For people saying dual screen is a gimmick, have you not wanted to replicate multi-screen setup on your laptop (while traveling or when not on your desktop)? Power users have always wanted more screen real estate!

I've been eyeing the Asus Zenbook Pro Duo[1] ever since they've been announced (currently using a Macbook Pro 2015). I usually carry around an Asus portable second screen for my laptop in my backpack and this dual screen laptop trend is exactly what I wanted! I'm definitely upgrading to a dual screen option next.

Although I have no hope from Apple, I'm still waiting to see what the next MBP iteration would be. All they need to do is stretch that stupid touchbar enough to be a respectable second screen.

[1] - https://www.asus.com/Laptops/ZenBook-Pro-Duo-UX581GV/

I'm happy to see that Asus managed to find a way to keep the Escape key even while taking up way more space than Touchbar. Apple has no excuse.

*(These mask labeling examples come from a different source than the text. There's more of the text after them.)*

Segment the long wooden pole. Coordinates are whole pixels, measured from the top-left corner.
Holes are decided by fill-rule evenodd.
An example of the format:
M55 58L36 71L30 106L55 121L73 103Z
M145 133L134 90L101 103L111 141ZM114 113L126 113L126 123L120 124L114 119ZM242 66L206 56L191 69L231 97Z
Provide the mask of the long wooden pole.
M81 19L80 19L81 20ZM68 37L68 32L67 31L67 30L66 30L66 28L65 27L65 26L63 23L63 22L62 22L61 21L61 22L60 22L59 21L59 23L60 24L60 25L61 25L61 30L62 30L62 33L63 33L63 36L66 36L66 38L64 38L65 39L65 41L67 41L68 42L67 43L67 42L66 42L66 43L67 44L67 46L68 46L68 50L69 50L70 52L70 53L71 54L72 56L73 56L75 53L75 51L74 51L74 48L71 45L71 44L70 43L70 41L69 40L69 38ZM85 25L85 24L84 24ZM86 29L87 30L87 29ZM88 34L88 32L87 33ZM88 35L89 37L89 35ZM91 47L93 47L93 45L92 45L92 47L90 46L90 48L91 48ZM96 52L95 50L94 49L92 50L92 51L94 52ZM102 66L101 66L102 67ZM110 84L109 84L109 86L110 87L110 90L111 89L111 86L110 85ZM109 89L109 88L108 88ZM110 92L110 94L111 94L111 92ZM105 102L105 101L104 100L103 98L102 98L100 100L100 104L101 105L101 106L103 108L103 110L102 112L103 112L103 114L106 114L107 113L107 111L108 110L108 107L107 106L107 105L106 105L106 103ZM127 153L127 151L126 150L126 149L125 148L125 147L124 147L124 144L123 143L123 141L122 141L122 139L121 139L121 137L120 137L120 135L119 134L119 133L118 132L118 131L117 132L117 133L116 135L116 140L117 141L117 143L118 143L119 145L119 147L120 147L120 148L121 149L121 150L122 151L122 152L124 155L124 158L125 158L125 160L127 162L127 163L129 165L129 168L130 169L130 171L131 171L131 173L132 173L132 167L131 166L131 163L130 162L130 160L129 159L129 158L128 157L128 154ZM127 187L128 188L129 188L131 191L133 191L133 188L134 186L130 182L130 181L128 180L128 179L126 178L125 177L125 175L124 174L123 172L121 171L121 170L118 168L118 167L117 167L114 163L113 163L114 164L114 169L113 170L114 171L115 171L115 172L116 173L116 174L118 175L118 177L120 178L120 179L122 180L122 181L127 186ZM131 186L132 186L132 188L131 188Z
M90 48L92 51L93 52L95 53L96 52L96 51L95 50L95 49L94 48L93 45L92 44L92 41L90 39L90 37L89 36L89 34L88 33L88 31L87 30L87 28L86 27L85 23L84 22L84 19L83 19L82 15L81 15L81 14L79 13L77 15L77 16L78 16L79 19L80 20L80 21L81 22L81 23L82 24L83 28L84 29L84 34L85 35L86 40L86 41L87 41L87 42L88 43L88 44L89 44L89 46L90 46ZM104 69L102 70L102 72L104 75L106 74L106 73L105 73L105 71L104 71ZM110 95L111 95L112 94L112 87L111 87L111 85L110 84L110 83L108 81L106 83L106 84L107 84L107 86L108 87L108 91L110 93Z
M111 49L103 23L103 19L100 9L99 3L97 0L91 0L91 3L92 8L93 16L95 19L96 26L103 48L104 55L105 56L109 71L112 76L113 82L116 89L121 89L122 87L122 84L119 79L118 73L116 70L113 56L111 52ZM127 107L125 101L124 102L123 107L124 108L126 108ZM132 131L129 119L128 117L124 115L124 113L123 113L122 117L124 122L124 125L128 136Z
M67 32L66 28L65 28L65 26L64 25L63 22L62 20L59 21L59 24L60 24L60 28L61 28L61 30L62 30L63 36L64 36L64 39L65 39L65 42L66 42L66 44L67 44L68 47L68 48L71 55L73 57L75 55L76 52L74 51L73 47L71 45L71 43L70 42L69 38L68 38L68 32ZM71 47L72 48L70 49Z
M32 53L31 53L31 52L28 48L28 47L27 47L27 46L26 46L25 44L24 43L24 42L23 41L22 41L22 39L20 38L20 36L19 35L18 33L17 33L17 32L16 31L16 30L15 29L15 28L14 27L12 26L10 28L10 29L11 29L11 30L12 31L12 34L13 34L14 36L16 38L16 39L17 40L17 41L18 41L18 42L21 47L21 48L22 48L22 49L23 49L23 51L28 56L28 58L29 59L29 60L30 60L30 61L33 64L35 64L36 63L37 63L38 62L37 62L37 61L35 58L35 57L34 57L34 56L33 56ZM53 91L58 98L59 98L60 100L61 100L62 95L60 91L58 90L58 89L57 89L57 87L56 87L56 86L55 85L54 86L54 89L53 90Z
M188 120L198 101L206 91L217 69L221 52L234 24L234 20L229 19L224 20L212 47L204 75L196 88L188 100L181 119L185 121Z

Still I'd personally rather use efficient tiling software + tabbing between spaces than have to look down at distractions. I'm amazed no major OS developer has tried to deliver this as an advanced mode. It's the type of thing that would benefit from direct OS integration.

Most of the MacOS tiling software have occasional awkward moments with Spaces and fullscreen mode.

I've never been more happy with a desktop environment than when I used i3.

The sloppy window management in macOS combined with the scarce selection of laptops (of which none are really good in my opinion) has led me to try win10 as my development environment.

i3-like on Windows would have been great!

Related, bug.n is a DWM clone written in AutoHotkey, of all the things. I used it at work a few years ago, and I was very satisfied.